Iraq

Iraq pullout by April

Is this an end in sight? Not quite. Tony Blair will announce today that British troops will start coming home from Iraq within weeks. He will announce a time table for withdrawal from Southern Iraq where the security situation is improved.

People will say that this move is political as much as it is military coinciding with Tony Blair’s last months in office. Yes, he did make a commitment to bring the troops home and he is following through on that, but not in a vacuum. It is still dependent on the handover to the Iraqi security forces and that continuing to go well. No one rushing off in the dead of night like the Spanish or Italians whose troop contributions evaporated with changing political winds.
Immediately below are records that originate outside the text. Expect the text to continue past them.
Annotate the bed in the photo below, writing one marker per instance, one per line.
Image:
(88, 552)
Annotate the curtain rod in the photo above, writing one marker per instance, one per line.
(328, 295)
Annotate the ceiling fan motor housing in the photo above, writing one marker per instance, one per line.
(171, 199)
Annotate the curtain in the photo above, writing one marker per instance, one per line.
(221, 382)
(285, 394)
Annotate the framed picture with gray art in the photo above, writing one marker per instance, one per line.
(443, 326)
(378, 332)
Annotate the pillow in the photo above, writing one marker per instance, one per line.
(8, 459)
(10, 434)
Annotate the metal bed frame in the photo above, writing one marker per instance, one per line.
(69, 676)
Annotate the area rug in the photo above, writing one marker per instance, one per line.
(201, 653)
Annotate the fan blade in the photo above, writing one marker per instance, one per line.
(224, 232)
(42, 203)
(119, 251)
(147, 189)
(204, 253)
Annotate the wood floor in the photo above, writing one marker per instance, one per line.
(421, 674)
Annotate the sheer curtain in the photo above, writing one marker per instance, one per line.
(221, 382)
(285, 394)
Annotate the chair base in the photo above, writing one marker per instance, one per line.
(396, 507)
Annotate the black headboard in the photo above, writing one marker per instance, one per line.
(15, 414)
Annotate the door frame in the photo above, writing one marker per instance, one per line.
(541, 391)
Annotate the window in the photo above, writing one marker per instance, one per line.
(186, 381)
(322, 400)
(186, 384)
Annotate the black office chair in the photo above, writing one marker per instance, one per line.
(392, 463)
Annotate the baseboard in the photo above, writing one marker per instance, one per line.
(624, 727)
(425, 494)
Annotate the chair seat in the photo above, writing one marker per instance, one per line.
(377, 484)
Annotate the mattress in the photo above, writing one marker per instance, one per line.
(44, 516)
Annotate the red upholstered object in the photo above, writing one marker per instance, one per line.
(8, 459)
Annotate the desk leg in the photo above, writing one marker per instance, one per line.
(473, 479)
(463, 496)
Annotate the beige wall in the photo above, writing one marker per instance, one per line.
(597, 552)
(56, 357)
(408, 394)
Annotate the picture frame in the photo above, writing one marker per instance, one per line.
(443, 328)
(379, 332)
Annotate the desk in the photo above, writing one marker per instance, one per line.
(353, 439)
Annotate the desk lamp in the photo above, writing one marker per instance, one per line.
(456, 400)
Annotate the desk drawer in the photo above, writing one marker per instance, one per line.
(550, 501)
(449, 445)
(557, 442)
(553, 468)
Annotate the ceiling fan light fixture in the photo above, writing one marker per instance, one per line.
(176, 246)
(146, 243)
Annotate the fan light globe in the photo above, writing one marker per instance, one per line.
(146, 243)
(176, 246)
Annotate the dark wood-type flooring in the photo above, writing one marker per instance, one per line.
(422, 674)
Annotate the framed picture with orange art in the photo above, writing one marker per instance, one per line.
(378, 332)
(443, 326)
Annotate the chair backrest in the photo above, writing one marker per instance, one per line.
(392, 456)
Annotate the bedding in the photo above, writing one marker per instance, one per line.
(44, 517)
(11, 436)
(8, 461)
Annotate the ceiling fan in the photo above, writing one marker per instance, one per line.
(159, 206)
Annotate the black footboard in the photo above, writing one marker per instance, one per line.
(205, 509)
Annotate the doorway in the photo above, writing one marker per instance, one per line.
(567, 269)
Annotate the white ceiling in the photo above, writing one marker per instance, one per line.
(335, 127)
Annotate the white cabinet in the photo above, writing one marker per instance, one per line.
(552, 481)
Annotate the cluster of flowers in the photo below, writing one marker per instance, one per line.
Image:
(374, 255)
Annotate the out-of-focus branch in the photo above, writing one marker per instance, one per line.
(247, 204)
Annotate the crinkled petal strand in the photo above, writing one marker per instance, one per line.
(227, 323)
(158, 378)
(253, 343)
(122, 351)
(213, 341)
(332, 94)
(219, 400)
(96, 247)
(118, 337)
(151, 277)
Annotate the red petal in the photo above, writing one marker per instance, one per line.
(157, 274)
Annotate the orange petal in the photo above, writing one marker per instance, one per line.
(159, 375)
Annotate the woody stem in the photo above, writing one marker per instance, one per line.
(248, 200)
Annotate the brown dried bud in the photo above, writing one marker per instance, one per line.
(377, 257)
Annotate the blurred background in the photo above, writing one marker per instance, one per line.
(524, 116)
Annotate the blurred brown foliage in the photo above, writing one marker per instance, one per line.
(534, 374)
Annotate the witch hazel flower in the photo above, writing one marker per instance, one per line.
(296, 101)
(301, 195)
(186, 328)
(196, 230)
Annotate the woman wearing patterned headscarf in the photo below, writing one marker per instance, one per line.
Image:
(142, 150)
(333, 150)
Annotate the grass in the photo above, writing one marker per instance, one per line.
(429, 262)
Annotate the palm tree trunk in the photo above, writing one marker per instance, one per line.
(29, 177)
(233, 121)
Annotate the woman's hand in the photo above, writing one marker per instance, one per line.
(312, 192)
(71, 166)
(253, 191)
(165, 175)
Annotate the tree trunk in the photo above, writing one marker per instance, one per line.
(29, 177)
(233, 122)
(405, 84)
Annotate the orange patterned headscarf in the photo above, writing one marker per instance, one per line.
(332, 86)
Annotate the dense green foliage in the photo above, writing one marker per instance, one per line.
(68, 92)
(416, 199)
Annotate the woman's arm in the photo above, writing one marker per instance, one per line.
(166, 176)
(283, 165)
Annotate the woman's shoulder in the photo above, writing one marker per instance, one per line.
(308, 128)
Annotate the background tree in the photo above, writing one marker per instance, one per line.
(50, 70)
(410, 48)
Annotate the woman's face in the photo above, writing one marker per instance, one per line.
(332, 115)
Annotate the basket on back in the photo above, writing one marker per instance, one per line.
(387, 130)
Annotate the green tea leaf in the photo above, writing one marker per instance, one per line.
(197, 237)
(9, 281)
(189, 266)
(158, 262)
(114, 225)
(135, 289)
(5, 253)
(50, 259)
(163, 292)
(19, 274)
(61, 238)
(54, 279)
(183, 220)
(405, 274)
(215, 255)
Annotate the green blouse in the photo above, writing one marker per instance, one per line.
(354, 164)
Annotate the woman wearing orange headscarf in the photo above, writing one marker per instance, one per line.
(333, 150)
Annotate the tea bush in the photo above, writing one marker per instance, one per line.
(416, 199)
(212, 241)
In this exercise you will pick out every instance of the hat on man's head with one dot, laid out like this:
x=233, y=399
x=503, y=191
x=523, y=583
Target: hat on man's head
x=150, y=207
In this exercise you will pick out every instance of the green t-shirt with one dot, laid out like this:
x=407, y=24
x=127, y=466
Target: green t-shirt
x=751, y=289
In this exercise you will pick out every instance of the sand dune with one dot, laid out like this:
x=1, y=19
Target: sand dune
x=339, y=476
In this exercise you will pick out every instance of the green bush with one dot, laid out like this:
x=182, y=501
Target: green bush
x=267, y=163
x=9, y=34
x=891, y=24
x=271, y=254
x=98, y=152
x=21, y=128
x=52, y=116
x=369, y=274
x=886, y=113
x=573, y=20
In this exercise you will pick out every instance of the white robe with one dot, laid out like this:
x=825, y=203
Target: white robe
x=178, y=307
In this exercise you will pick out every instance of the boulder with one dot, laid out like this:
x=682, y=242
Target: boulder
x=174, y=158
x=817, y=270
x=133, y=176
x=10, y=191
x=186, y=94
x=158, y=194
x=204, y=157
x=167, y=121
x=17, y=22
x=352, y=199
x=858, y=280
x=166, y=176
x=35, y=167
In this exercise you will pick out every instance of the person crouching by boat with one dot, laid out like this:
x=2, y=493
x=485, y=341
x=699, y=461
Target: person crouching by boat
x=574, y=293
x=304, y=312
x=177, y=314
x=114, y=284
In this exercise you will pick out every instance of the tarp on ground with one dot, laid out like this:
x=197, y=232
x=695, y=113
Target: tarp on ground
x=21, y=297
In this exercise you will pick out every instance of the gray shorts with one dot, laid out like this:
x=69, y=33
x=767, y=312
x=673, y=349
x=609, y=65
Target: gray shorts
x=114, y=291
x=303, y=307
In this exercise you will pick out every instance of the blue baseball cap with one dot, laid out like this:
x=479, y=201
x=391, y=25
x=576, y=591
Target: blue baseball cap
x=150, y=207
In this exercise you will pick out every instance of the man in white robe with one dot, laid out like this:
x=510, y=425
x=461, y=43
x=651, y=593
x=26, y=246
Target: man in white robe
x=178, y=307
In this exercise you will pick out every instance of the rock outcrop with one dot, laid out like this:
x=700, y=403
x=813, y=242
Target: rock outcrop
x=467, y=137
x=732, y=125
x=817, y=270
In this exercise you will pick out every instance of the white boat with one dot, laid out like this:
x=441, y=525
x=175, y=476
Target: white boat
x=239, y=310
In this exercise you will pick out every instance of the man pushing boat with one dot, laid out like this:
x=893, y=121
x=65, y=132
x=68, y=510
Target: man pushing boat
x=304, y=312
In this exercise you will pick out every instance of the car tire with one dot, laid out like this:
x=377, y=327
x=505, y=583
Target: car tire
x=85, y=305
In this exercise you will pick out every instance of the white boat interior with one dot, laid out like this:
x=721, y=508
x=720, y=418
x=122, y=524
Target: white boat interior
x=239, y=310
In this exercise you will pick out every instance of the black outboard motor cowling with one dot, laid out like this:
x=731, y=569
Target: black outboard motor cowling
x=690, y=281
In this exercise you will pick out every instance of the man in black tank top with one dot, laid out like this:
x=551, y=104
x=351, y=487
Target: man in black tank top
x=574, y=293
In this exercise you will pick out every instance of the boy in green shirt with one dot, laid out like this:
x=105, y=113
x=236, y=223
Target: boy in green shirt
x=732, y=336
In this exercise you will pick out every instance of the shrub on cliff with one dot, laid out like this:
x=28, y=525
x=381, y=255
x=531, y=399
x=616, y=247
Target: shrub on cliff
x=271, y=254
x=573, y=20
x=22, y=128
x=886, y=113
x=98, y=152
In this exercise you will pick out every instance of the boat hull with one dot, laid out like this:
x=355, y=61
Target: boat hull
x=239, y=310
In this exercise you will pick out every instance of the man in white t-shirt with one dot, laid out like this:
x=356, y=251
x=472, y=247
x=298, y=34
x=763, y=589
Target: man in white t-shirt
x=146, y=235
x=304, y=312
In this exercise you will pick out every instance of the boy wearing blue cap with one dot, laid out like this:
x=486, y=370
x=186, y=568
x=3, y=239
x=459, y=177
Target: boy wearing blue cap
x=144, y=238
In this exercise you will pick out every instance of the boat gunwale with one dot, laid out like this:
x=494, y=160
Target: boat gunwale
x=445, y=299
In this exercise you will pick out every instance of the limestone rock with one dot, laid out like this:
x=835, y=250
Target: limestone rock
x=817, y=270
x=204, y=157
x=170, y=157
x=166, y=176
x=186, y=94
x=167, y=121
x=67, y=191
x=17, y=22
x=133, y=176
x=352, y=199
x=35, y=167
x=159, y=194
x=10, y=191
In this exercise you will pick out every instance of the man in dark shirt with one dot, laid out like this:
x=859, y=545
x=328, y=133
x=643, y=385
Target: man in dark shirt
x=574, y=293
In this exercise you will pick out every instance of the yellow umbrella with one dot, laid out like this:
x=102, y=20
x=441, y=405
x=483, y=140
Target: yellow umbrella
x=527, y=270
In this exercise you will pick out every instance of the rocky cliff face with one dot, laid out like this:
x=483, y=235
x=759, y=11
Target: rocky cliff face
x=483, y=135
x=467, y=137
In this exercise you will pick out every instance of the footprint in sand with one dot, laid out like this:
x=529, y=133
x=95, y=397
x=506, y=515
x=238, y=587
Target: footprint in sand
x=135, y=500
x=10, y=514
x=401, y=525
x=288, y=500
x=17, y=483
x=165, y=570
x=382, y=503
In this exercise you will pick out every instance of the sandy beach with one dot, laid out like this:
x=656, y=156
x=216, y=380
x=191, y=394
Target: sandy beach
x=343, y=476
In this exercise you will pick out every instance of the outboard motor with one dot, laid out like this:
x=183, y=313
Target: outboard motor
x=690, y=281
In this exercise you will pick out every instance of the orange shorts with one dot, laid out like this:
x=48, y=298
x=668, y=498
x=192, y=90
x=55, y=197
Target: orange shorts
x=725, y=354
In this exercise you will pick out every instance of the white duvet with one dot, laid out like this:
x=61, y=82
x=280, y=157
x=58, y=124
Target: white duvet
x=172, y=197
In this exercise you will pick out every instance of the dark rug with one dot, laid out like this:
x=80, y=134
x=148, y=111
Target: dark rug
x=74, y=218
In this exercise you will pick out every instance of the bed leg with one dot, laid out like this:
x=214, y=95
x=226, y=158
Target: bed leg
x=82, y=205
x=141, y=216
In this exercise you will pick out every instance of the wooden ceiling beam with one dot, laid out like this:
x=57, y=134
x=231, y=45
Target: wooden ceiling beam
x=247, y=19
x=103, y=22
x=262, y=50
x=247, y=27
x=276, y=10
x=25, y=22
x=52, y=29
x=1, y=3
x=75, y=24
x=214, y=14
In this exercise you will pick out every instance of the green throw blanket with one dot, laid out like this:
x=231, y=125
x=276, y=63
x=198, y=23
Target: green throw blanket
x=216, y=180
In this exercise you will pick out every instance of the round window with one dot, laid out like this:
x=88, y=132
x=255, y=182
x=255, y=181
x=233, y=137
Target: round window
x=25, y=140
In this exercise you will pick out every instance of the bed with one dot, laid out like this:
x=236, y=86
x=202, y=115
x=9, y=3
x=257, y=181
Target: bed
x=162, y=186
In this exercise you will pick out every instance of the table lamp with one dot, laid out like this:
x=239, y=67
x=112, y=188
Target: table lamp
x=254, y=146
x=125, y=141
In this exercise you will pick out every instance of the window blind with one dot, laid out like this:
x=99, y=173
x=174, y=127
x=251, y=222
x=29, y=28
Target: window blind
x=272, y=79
People have been saying it for a while that we should pull out. Most of them have been jumping the gun.

Today’s statement comes after Blair told the BBC’s Sunday AM that the operation to allow Iraqis to take the lead in frontline security in Basra – Operation Sinbad – had been “completed” and “successful”.

The process took another step forward yesterday when the Iraqi Army division in Basra switched from Coalition command to take orders directly from Baghdad.

No one can accuse Blair or anyone else of cutting and running as there is the hope that withdrawal might have a positive impact on Southern Iraq because of the view that the continued presence of British troops may have contributed to the violence in Basra.

According to the BBC and The Times among others, Blair will say that up to 1,500 of Britain’s 7,000 contingent around Basra could be out by the summer, with the first coming home by April, and 3,000 by the end of the year.

The go ahead for withdrawal, of course, comes despite George’s Bush’s decision to send 21,000 more troops to Baghdad. Are we leaving the Americans in the lurch by starting to pullout?

I don’t think so. Southern Iraq is not Baghdad and the problems there have been allowed to spiral with too few boots on the ground. Besides not all troops are immediately coming home, ensuring a continued British commitment to Iraq, at least until the end of the year.

Senior Whitehall sources have told the BBC the pullout was “slightly slower” than they had expected and “if conditions worsen this process could still slow up”.

The plan is that after the 1,500 have pulled out other troops will withdraw to fortified bases where they will monitor the Iraq-Iran border and support the Iraqi Army if needed.